For many sunseekers, the beautiful coastal town of Plettenberg Bay’s white beaches and cobalt blue waters is the place to be this summer. But with a young and vibrant wine route and many new restaurants, it is also a culinary destination for those in the know.
New Kid On The Block
One of the new kids on the block, is Barrington’s, home to the town’s first craft brewery, as well as a magnificent kitchen garden, restaurant, bar, small hotel, bakery, grocer and boutique nursery. The grocer is the place to stop for freshly baked bread, gifts and a wide selection of wines to take home.
The restaurant is the best place to relax under the huge Coral Tree (Erythrina caffra) with a glass of wine paired with innovative summer dishes.
Sustainability
Sustainability is key here and the magnificent 1 000m² white walled, organic kitchen garden is not only a joy for visitors to walk through, but the kitchen staff pick fresh ingredients here daily.
Barrington’s installed a 120 000 liter underground grey water reservoir used for irrigation. Support for locally farmed, ethically produced meat and produce from within a 30km radius and Barrington’s very own daily harvest further keeps their carbon footprint small.
Stay over in the small hotel and walk to the beach or enjoy a round of golf, before settling in at the bar.
History
Barrington’s pays homage to Henry Frederick Francis Adair Barrington, who helped shape the future Knysna and Plett when he settled in the area in the mid-1800’s, says the owners, Simon Ash and Hilton Nagel, in recognition of his significant part in the heritage of the Garden Route’s development. Discover another great place to stay in Plettenberg here.
The Wine
Apart from craft beer, Barrington’s also offers an extensive wine list with carefully selected wines from a variety of regions. Preference is given to smaller producers, and it offers multiple options by the glass, at least one from each varietal.
A year ago a wine boutique was added to the offerings at Barrington’s and the aim is to surprise and delight. They have wonderful fun curating the always changing collection of top quality, special finds from micro-producers to forgotten heroes from well-known big estates.
Wine Events
Says general manager, Anelle van der Vyver who hails from the Cape Winelands: “We regularly host up to four winemakers at a time on the first Wednesday of every month. Our ‘Wine Wednesdays’ have a loyal following throughout the year, and wherever possible always include one of our very own Plett Winelands estates. When time allows, delicious winemakers’ dinners during the quieter winter months are a welcome distraction from the cold.”
Anelle spent many years in the wine industry and has made it her mission to give good wine and talented winemakers a home and platform in the Garden Route right here at Barrington.

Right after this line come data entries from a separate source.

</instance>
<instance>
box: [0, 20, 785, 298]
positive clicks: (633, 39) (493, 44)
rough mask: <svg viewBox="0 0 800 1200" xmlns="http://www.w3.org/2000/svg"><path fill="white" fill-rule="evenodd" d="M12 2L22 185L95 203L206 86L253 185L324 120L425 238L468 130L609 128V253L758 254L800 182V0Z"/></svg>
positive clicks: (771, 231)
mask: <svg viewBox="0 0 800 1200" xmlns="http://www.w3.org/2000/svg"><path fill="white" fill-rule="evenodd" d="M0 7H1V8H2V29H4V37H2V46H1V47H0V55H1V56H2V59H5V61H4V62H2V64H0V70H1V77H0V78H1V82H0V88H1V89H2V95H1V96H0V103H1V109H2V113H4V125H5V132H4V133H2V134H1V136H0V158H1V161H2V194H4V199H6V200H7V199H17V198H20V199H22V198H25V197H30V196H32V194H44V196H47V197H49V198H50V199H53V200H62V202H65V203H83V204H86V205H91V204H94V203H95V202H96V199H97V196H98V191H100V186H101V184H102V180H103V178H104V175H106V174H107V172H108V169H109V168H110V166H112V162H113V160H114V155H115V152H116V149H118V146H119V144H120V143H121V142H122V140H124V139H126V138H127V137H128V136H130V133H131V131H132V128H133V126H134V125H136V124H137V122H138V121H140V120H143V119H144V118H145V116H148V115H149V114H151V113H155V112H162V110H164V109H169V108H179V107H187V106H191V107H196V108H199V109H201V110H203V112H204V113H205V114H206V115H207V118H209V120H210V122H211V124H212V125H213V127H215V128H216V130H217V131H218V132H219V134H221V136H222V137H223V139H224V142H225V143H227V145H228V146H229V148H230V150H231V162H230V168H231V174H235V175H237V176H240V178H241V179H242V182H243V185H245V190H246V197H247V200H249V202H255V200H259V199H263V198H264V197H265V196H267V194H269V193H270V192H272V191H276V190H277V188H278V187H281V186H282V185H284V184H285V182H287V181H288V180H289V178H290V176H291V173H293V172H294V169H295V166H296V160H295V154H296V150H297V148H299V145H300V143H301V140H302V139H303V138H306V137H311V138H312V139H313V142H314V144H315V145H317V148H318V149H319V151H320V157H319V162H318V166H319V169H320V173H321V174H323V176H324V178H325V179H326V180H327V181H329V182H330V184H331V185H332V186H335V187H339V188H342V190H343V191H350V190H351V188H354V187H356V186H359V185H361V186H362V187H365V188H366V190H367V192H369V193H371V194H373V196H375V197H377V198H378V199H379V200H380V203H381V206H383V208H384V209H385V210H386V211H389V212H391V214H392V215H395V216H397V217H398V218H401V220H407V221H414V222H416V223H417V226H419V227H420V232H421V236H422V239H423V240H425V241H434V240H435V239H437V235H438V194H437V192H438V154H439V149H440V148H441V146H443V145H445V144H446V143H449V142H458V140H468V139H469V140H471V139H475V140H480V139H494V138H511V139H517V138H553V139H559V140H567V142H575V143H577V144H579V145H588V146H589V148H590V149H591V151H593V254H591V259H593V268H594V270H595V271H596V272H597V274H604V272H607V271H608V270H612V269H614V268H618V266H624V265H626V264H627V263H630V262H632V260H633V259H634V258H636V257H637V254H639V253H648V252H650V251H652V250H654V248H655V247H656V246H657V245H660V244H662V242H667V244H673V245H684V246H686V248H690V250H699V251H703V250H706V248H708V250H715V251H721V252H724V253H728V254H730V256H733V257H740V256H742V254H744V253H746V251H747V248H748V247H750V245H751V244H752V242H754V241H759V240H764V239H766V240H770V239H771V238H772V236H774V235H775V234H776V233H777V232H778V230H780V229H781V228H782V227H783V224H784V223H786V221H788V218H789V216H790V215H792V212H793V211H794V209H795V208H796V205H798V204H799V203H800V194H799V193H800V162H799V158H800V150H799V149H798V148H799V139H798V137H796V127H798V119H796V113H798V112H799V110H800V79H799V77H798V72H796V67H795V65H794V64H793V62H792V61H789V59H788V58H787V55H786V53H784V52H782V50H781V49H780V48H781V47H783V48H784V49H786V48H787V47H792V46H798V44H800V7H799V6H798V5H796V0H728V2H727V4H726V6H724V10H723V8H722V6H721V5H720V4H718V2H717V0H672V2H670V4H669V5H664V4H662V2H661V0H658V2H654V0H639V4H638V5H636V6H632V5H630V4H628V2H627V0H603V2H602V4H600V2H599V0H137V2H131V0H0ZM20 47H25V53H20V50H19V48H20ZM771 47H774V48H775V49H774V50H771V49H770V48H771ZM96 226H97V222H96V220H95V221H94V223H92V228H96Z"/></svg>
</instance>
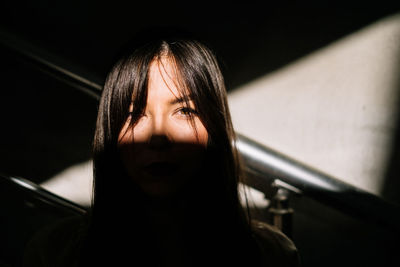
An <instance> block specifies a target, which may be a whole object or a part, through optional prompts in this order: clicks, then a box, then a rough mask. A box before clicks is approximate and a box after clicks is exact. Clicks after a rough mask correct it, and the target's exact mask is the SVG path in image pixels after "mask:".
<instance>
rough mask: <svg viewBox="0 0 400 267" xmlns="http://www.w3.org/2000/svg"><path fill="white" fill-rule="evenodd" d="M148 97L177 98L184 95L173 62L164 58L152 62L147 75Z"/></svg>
mask: <svg viewBox="0 0 400 267" xmlns="http://www.w3.org/2000/svg"><path fill="white" fill-rule="evenodd" d="M148 95H153V96H154V95H157V96H169V97H172V98H179V97H182V96H183V95H185V86H184V85H183V84H182V82H181V79H180V76H179V73H178V71H177V68H176V65H175V62H174V61H173V60H172V59H171V58H169V57H166V56H163V57H161V58H160V59H158V60H153V61H152V63H151V64H150V69H149V75H148Z"/></svg>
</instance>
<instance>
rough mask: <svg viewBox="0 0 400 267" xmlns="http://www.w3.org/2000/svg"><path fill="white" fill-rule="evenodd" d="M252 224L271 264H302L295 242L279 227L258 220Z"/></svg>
mask: <svg viewBox="0 0 400 267" xmlns="http://www.w3.org/2000/svg"><path fill="white" fill-rule="evenodd" d="M251 226H252V230H253V234H254V237H255V239H256V241H257V243H258V244H259V246H260V248H261V250H262V252H263V254H264V259H265V261H266V262H267V263H268V265H269V266H282V267H283V266H284V267H286V266H287V267H297V266H300V257H299V254H298V251H297V248H296V246H295V244H294V243H293V241H292V240H291V239H290V238H289V237H287V236H286V235H285V234H284V233H282V232H281V231H280V230H279V229H278V228H276V227H274V226H272V225H269V224H267V223H264V222H260V221H256V220H253V221H252V224H251Z"/></svg>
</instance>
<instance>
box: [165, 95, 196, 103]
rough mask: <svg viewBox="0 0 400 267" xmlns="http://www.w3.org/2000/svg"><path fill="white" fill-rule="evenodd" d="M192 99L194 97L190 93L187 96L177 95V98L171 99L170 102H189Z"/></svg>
mask: <svg viewBox="0 0 400 267" xmlns="http://www.w3.org/2000/svg"><path fill="white" fill-rule="evenodd" d="M192 99H193V98H192V96H191V95H189V96H187V97H185V96H182V97H176V98H174V99H172V100H170V101H169V104H170V105H175V104H180V103H184V102H186V101H187V102H189V101H191V100H192Z"/></svg>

Barrington’s is very proud of their own annual Barrington’s Wine Festival, every December right at the start of season, allowing holidaymakers and locals alike to stock up ahead of the festivities.
This year it will take place on December 18 featuring estates from all over the Cape Winelands as well as local Plett farms. Sip and taste some incredible wines from well-known estates such as Chamonix, La Vierge, Raats, Thelema, Waterford and Zevenwacht.
The Wine List
Some of the wines you can enjoy in the restaurant or buy in the wineshop, include Boekenhoutskloof Cabernet Sauvignon, Beaumont, Jakkalsfontein Pinotage, Eagles’ Nest Viognier, Glen Carlou Unwooded Chardonnay, Southern Right Sauvignon Blanc, Raats MR de Compostella & Family Cabernet Franc, Rijk’s Touch of Oak Chenin Blanc, Rustenberg Malbec, Steenberg Merlot, Thelema Cabernet Sauvignon & Sauvignon Blanc, Waterford Rosemary and the Zevenwacht Old Vine Chenin Blanc. Buy South African wines here.
Barrington’s Pan-fried Prawns
Barrington’s pan-fried prawns (enough for 15 if you want to have a summer party), the perfect match for the Beaumont Hope Marguerite Chenin Blanc.
Ingredients:
- 1kg butter
- 3 thumbs ginger (Roughly chopped)
- 15 cloves garlic (Roughly chopped)
- 90ml Sambal Oelek
- 2L water
- Lots of ice
Method:
Melt the butter in a pot. Place garlic, ginger, Sambal Oelek in a blender with 200ml melted butter and blend until fine.
Place the remaining butter on a high heat, whisking every now and then to ensure it doesn’t burn. Once hot add all blended ingredients and fry off for 3 – 5 minutes until nice and fragrant.
Remove from the heat and allow to cool. Place contents into metal bowl. Place water and ice in a separate and bigger bowl.
Whisk the butter over the ice water (submerging the base of the bowl in the ice water bowl) in order to cool the butter. Once slightly firm, roll the butter in cling rap and place in the fridge to set
Sautee prawns (6 per portion) in a hot pan then add the butter and finish off with fresh cream and roughly chopped coriander leaves. Serve with fresh lime or lemon wedges, spring onion or chives. To be served with Steamed basmati rice or toasted baguette.